In function, disks overlap promotional video and printed collateral media such as brochures, booklets, manuals, media kits, catalogs, and annual reports. But disks generally have higher perceived value than print. You can convey text, graphics, sound, and animation. You can process user input to generate personalized response. If you have a detailed or technical story to tell, disk-based interactive can make it more compelling, easier to absorb. If you need to personalize or adapt your story to the specific needs or interest of the prospect, disk-based interactive makes it possible. Cost justification is difficult with print, even difficult for a seasoned sales rep, but it's easy, interesting, and fun with disk-based interactive. Promotional games and product selection and configuration guides are outstanding applications for disk-based interactive.

Creative development costs of disk-based interactive are comparable to low-end video or high-quality four-color print, but replication and dissemination costs are generally more favorable. You should think carefully about labeling and packaging as an integral part of the development process. The disk mailer and label carry heavy load in motivating your prospect to pop the disk into the computer. Designed carefully, they can assume much of the functionality of a more expensive four-color brochure. Disks can also be tipped into magazines, brochures, catalogs, and annual reports. Depending upon volume and packaging, it can cost less than $1 to drop a disk in the mail. The low cost and expressive versatility of disk-based interactive makes it one of the most powerful and versatile marketing communication tools at your command.

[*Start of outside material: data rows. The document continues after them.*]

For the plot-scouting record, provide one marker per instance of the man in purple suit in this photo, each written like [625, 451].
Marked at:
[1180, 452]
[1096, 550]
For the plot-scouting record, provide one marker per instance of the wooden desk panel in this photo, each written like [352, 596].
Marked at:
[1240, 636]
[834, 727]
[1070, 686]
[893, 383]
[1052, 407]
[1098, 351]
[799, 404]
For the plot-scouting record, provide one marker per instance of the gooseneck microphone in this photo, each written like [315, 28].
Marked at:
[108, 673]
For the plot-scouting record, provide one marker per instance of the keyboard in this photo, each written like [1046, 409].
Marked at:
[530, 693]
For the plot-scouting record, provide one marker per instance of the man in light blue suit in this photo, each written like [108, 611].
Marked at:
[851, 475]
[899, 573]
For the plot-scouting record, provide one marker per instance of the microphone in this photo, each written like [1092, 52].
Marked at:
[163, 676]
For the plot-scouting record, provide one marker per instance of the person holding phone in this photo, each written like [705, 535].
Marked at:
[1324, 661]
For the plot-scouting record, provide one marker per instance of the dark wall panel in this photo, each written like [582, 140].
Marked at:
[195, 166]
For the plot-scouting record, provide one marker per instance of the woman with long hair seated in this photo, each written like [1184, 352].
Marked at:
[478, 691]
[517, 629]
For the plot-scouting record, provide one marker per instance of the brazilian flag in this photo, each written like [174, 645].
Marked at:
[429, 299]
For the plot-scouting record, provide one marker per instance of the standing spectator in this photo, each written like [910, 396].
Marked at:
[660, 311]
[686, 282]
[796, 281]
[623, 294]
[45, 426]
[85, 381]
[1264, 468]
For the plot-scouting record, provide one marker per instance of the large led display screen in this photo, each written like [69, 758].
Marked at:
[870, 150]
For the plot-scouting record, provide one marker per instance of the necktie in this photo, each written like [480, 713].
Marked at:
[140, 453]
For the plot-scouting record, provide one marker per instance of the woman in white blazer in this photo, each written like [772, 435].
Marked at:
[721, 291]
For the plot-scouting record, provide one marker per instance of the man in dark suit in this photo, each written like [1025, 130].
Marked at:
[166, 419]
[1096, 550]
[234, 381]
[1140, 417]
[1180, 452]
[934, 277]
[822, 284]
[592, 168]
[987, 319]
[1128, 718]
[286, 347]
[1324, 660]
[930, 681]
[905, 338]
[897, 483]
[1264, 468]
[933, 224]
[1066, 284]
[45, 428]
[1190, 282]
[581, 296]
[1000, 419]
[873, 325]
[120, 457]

[Dot ] [Dot] PAI specializes in helping you develop the most cost effective interactive strategy given your resources and goals. We believe that interactive should add value to elements that are already working successfully in your marketing mix. Consider your trade show program: PAI can help you promote booth traffic through your web site, get more value out of your booth with an effective kiosk program and disk give-away, and promote your web site with the disk give-away. Looking for synergies, we can reduce costs by amortizing creative elements across several programs. We can develop and reuse thematic graphic elements, for example, in your web site, the kiosk program, and the disk give-away. An animation sequence developed for the disk give-away can become the primary attract element of the kiosk program.

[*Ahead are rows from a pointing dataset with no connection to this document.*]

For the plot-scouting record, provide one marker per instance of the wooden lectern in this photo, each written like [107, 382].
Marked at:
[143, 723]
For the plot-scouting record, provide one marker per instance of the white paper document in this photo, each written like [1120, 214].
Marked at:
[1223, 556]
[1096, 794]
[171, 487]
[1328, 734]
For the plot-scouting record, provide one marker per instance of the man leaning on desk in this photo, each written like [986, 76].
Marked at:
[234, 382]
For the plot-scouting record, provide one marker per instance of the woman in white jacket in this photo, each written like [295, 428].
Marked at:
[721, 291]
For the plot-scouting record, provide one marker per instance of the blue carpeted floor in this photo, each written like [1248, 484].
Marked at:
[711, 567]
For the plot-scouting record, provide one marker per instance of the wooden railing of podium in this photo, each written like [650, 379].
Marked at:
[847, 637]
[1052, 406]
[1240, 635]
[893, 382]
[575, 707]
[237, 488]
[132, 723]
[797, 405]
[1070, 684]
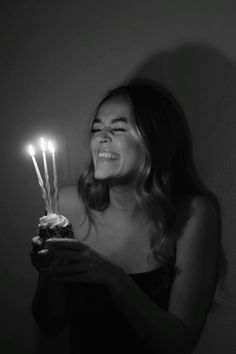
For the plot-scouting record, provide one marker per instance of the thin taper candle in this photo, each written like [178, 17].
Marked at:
[43, 148]
[55, 181]
[40, 180]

Similarly, we look hard at how you can effectively integrate interactive media into your sales cycle to improve and accelerate close rates and to cut sales costs. We've developed many techniques that can take the burden of lead generation, qualification, and education off your sales professionals, giving them more time to trouble shoot and close.

In our view the question isn't Web vs. kiosk vs. disk. It's what can we do, within the framework of your resources and goals, to deliver more cost-effective results.